A major flood before the couple began building proved a blessing rather than a curse, surprisingly. The fact that so much, from furniture to floors, had been destroyed by water pouring down through the walls from a tank on the top floor, afforded Smalley and the owners the opportunity to start fresh. They removed outdated contemporary details such as the ruined walnut floors previously installed by the developer and instead focused on “revealing and reinforcing the scale of the rooms,” Smalley explains. “We wanted it to have the feeling of a palazzo.” Ceilings and walls were restored using traditional lathe and plaster and then limewashed—“lending an incredible weight and depth to the house that has stopped it feeling flimsy,” he says. Nearby, cornices were recast from what remained of the original. Doors warped by water were exactly matched, skirtings replaced, and fireplaces in the kitchen and dining room—as evidenced by old photography of the original house—reinstated.
Structurally, permission was granted to change the openings between the kitchen and the dining room and also between the first-floor drawing rooms “to stop them feeling so pinched and to flow better,” the architect explains. On the upper floors, where the building’s bones were still sound, only one internal bathroom and a central wardrobe dividing the primary bedroom were removed. “We tried to reveal big spaces which could take big works of art and furniture, and to create long views from front to back on every floor to lend clarity to each space,” Smalley says.
With the house’s architectural soul returned, Ashby then worked with the couple to curate a dynamic collection of art, antique, and contemporary furniture pieces, as well as bespoke rugs to resonate against Smalley’s sophisticated, streamlined backdrop. The art, including both the couple’s existing pieces and those bought specifically for the house, provided a key starting point in “dictating the mood and feel of each room,” Ashby says.
“If we’d put the Kyle Weeks photographs in the drawing room as opposed to the garden room, for example, it would have become a completely different style of space,” she adds. As a starting point for the color palette, Ashby drew on the couple’s works by Los Angeles–born, Paris-based young artist Mattea Perrotta to inform the swathe of gentle hues, from silvery blues to rosy pinks, she subtly swept throughout the house.
A sense of rhythm and movement was imbued in myriad ways. Smalley deployed a wildly veined marble throughout the house—from lining doorway architraves, hearths, and bathroom floors to the kitchen worktop—to “thread the spaces together,” Smalley says.
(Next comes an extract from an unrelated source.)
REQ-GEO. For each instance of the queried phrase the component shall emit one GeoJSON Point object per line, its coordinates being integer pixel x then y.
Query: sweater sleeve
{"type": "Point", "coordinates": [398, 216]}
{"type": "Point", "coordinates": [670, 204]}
Meanwhile, Ashby combined tactile textures, such as watery moirés, shimmering velvets, sumptuous silks, and nubby jacquards, with furniture pieces fashioned from materials such as recycled glass, travertine, and polished resin. “A home should really feel comfortable as well as beautiful,” Ashby muses.
Eclectic touches lend an element of surprise: a customized snake-and-pomegranate rug, designed by Studio Shamshiri for Christopher Farr, winds its way seductively around the edges of the dressing room floor. Elsewhere, a jolt of orange enlivens the jewel-like guest bathroom (cleverly tucked away behind a door incorporated into a shelving wall of the basement cinema room). Notably, the pink showscreen intimates the glass-box works of American contemporary artist Larry Bell.
Ashby also favored mixing different silhouettes of furniture, like the sharp geometry of an Utrecht chair by Cassina and the rusticity of midcentury rattan with the soft voluptuousness of an Arflex Marenco sofa, to “consciously create contrast,” she explains. “A dynamism between the shapes of things allows them to play off each other, and it makes each piece sing a bit more,” she enthuses.
“We’ve done the house proud,” Smalley concludes. “When I walk in, I can feel the house’s gratitude because we’ve not only given it back its true identity, but also moved it on for future generations.” Ashby agrees. “There’s something peaceful and calming about being in a historic property which has been made to feel so contemporary and fresh.”